Wednesday, November 23, 2016

Sharing with your kids the vulgar music that shaped you

I think I'm like most parents in wanting to share with my kids the music, art, and movies that shaped me, that I think are important or moving or wonderful.  This hasn't been a problem as far as the "high culture" stuff.  They know now a bit of Dickens, of Prokofiev and Beethoven.  When Sam was one I showed him an Indiana Jones movie before realizing an hour in that this was pretty flippantly violent; now I'm sharing with him and his brother the Young Indiana Jones TV series from the 90s that's less violent and more educational.
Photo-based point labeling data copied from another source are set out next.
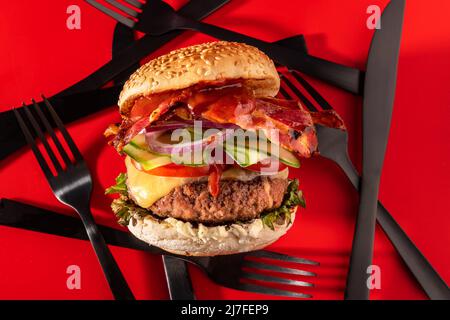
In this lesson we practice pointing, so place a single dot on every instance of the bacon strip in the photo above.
(234, 104)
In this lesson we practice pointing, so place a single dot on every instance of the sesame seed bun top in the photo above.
(211, 61)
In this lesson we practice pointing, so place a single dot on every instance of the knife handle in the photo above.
(178, 280)
(344, 77)
(431, 282)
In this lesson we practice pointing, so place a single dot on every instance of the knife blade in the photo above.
(11, 140)
(379, 93)
(177, 275)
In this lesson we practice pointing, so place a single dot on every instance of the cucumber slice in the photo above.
(243, 155)
(289, 158)
(139, 142)
(146, 159)
(246, 156)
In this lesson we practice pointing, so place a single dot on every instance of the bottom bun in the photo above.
(183, 238)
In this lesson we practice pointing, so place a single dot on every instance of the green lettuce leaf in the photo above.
(292, 198)
(120, 187)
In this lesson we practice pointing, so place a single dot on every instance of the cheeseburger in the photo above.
(207, 147)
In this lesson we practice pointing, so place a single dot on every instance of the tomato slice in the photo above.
(273, 166)
(176, 170)
(214, 178)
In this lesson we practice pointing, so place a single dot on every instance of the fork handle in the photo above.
(434, 286)
(341, 76)
(115, 278)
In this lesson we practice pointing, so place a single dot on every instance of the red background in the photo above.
(40, 55)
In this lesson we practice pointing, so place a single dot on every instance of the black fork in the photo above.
(243, 272)
(155, 17)
(72, 185)
(333, 145)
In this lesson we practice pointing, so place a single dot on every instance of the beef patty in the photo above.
(237, 201)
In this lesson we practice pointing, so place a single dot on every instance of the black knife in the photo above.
(379, 93)
(69, 110)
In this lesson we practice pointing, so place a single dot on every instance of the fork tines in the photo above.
(297, 94)
(40, 134)
(131, 10)
(252, 268)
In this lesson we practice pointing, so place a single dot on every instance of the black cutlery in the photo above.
(379, 92)
(74, 102)
(72, 185)
(333, 145)
(240, 271)
(157, 17)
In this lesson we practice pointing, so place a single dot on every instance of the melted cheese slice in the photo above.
(146, 189)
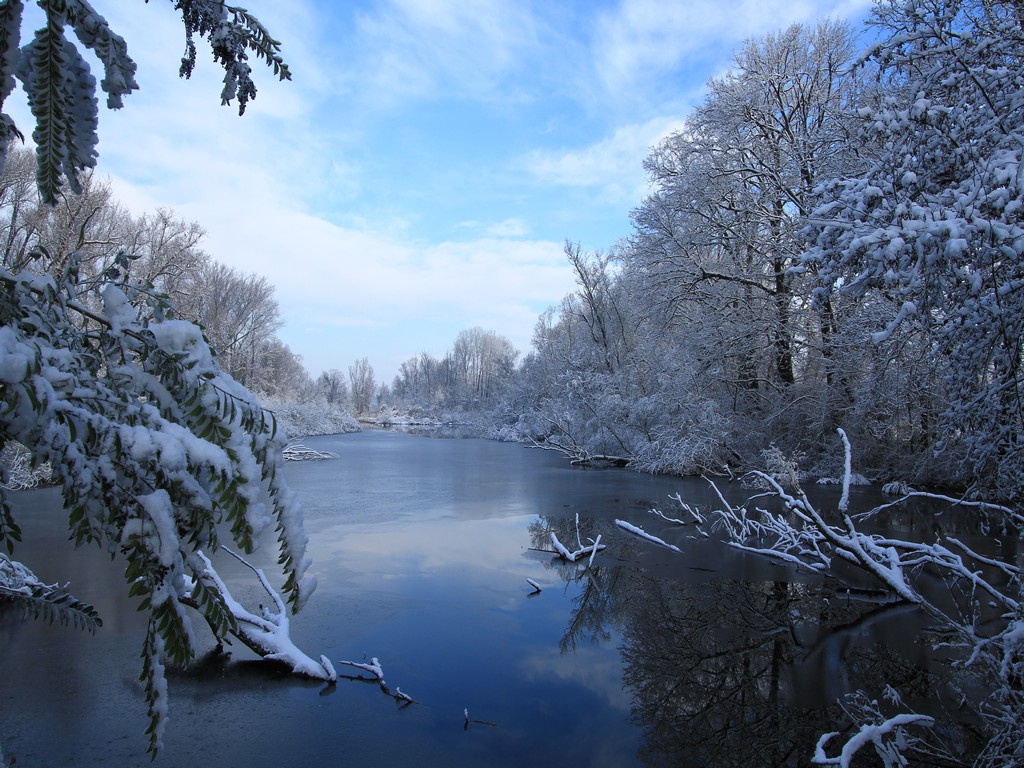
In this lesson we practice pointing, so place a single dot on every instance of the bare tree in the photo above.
(360, 377)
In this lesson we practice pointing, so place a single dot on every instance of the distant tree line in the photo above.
(834, 240)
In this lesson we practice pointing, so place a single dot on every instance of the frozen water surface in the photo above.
(423, 548)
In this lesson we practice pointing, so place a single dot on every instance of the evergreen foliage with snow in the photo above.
(156, 449)
(61, 90)
(159, 453)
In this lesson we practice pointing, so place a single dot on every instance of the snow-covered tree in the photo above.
(363, 384)
(61, 90)
(932, 227)
(159, 453)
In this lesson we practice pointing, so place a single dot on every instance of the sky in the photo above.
(423, 169)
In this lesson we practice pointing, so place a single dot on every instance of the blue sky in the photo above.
(423, 169)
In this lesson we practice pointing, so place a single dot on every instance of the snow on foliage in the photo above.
(61, 90)
(307, 420)
(157, 451)
(933, 224)
(804, 536)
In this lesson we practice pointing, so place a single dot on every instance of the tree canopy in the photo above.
(159, 453)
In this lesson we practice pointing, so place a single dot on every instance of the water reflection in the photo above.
(733, 672)
(708, 656)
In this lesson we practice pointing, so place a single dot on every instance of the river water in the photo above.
(423, 547)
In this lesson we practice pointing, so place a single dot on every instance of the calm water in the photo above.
(423, 548)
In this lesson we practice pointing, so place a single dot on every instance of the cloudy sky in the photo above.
(422, 170)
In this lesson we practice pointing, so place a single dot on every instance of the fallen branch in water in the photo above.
(296, 452)
(267, 635)
(578, 554)
(644, 535)
(375, 669)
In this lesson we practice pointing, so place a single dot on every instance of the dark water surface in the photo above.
(423, 548)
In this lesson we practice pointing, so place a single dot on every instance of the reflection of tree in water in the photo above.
(749, 674)
(731, 673)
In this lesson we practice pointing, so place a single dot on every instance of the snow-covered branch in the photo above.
(267, 633)
(644, 535)
(886, 736)
(377, 673)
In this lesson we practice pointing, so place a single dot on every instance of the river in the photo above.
(423, 547)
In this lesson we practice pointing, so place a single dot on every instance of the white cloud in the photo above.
(509, 228)
(418, 49)
(613, 165)
(639, 41)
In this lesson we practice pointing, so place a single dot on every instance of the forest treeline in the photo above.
(833, 240)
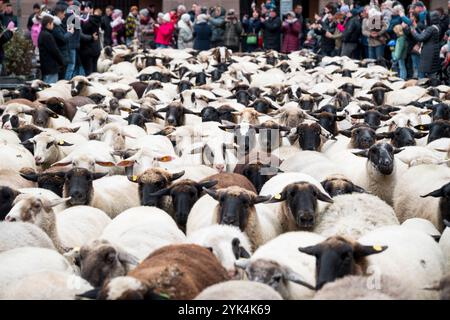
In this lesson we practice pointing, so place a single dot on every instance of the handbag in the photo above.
(252, 39)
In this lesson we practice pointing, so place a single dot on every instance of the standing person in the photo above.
(131, 25)
(291, 29)
(6, 33)
(9, 16)
(106, 26)
(62, 37)
(36, 12)
(185, 32)
(272, 31)
(217, 24)
(429, 57)
(326, 30)
(202, 33)
(400, 51)
(165, 32)
(50, 56)
(351, 34)
(90, 43)
(252, 27)
(374, 28)
(233, 31)
(117, 28)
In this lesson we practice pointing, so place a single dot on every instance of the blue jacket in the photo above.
(202, 36)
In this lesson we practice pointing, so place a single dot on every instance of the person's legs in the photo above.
(402, 68)
(50, 78)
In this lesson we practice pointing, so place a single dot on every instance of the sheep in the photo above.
(422, 192)
(17, 263)
(354, 215)
(235, 206)
(413, 257)
(379, 174)
(227, 243)
(112, 194)
(279, 265)
(239, 290)
(46, 285)
(149, 227)
(69, 228)
(170, 271)
(365, 288)
(19, 234)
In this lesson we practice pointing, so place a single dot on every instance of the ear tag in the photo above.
(377, 248)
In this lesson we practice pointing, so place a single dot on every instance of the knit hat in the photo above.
(166, 17)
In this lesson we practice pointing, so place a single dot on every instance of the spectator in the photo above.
(374, 28)
(272, 31)
(62, 37)
(351, 34)
(202, 33)
(252, 28)
(50, 56)
(5, 36)
(131, 25)
(233, 31)
(106, 26)
(117, 27)
(217, 24)
(291, 29)
(185, 32)
(164, 35)
(429, 60)
(90, 43)
(326, 30)
(36, 12)
(9, 16)
(400, 51)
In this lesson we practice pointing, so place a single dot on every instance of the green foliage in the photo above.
(18, 55)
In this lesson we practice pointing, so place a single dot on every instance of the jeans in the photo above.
(376, 52)
(50, 78)
(415, 58)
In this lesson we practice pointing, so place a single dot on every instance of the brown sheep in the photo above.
(177, 272)
(226, 180)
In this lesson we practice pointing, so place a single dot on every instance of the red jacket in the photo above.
(164, 34)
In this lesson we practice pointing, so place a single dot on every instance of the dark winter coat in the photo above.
(49, 55)
(202, 36)
(272, 33)
(107, 29)
(352, 31)
(429, 58)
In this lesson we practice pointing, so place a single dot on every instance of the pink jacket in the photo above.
(164, 34)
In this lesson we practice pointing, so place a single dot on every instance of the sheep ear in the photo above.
(362, 153)
(260, 199)
(177, 175)
(207, 184)
(293, 276)
(242, 263)
(361, 251)
(91, 294)
(435, 194)
(213, 193)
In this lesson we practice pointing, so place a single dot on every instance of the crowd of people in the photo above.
(414, 39)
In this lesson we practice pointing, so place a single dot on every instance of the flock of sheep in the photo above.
(173, 174)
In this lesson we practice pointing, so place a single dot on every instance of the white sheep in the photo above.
(354, 215)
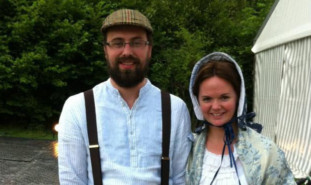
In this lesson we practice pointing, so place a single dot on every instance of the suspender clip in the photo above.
(93, 146)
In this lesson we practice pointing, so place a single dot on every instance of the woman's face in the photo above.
(217, 100)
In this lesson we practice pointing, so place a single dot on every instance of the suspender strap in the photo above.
(166, 133)
(92, 133)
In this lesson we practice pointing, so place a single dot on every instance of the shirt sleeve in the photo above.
(182, 138)
(72, 155)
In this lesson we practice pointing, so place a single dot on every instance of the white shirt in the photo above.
(226, 174)
(130, 140)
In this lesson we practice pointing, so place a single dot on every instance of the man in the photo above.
(128, 115)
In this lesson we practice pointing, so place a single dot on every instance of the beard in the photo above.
(128, 78)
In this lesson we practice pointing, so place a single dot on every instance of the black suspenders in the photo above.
(92, 133)
(93, 140)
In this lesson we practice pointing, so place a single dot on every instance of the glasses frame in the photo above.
(131, 44)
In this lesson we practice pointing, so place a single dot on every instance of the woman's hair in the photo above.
(222, 69)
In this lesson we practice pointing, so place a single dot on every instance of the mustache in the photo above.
(124, 59)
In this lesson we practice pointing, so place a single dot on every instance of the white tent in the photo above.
(282, 89)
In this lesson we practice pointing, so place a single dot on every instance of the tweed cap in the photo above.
(126, 17)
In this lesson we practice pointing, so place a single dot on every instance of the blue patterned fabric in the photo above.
(263, 162)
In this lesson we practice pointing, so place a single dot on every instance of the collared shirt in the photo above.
(130, 140)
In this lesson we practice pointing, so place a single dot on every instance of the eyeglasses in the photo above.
(136, 44)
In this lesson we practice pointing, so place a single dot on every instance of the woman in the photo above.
(228, 151)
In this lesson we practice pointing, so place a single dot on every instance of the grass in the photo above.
(20, 132)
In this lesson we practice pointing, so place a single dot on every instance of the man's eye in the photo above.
(225, 97)
(137, 43)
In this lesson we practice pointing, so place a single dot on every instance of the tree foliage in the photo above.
(52, 49)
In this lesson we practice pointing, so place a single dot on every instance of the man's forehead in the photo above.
(126, 31)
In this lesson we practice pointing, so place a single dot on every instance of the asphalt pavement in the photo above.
(28, 162)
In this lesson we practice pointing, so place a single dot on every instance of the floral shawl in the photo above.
(263, 162)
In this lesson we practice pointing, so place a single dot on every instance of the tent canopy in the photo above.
(288, 20)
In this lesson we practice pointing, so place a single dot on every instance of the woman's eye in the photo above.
(206, 99)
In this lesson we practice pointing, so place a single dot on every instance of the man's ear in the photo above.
(105, 52)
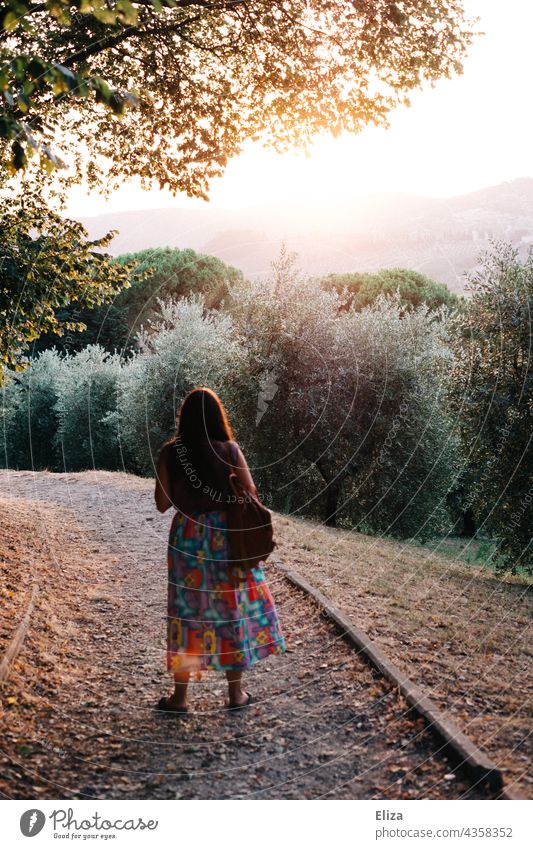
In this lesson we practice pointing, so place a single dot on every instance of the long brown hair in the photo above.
(202, 421)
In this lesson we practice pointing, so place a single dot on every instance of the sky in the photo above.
(466, 133)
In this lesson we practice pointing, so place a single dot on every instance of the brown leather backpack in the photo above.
(251, 536)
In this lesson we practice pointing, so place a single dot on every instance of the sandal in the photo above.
(163, 704)
(246, 704)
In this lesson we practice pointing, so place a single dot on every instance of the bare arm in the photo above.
(162, 482)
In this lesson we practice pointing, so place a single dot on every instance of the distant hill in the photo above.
(441, 237)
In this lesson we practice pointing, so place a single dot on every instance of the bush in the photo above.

But when it comes to the popular music I grew up with, a fair chunk of it is pretty vulgar or otherwise inappropriate for kids.  There is no "Young Snoop Dogg" series.  Not just the gangsta rap, but a lot of the angry or destructive rock music just isn't fit for little guys.  They'll hear it eventually, and I don't have a problem with that once they're a bit older and can understand and process it, but I don't want them learning from Axl quite yet that heroin is "a real motherfucker".  In that vein, the Guns and Roses albums that I like are pretty much out of bounds for now.

So I've had a dilemma of how to expose them to good hiphop without exposing them to a lot of profanity.  Thus far I've handpicked a few songs from Tupac's Me Against the World, the ones like Dear Momma and Can you get away that are sweet, as opposed to the frustrated, hopeless tone of the rest of the album (which is indeed its strength, since it captures the feeling of so many marginalized youth that don't have a place to be nor a place to go in our society).  I also played quite a bit of Common's "Be" for my boys, since aside from the occasional drop of the N-word it is pretty positive and constructive. 

This is why a recent article from a much more devoted hiphop fan than I really struck home for me.  He has found a series of recordings called Kidz Bop that reworks inappropriate parts of pop songs, then has kids sing them.  I don't think I'll be buying a Kidz Bop album anytime soon.  That type of kids singing is often cloying, and I'm not up to date on most pop music, nor would I want to generate some consumer addiction for my kids.  But the concept is novel, and the musings of the author on how to share some 20-plus years of pretty profane music that has shaped him with his kids is exactly the same question I'd been asking myself for some time.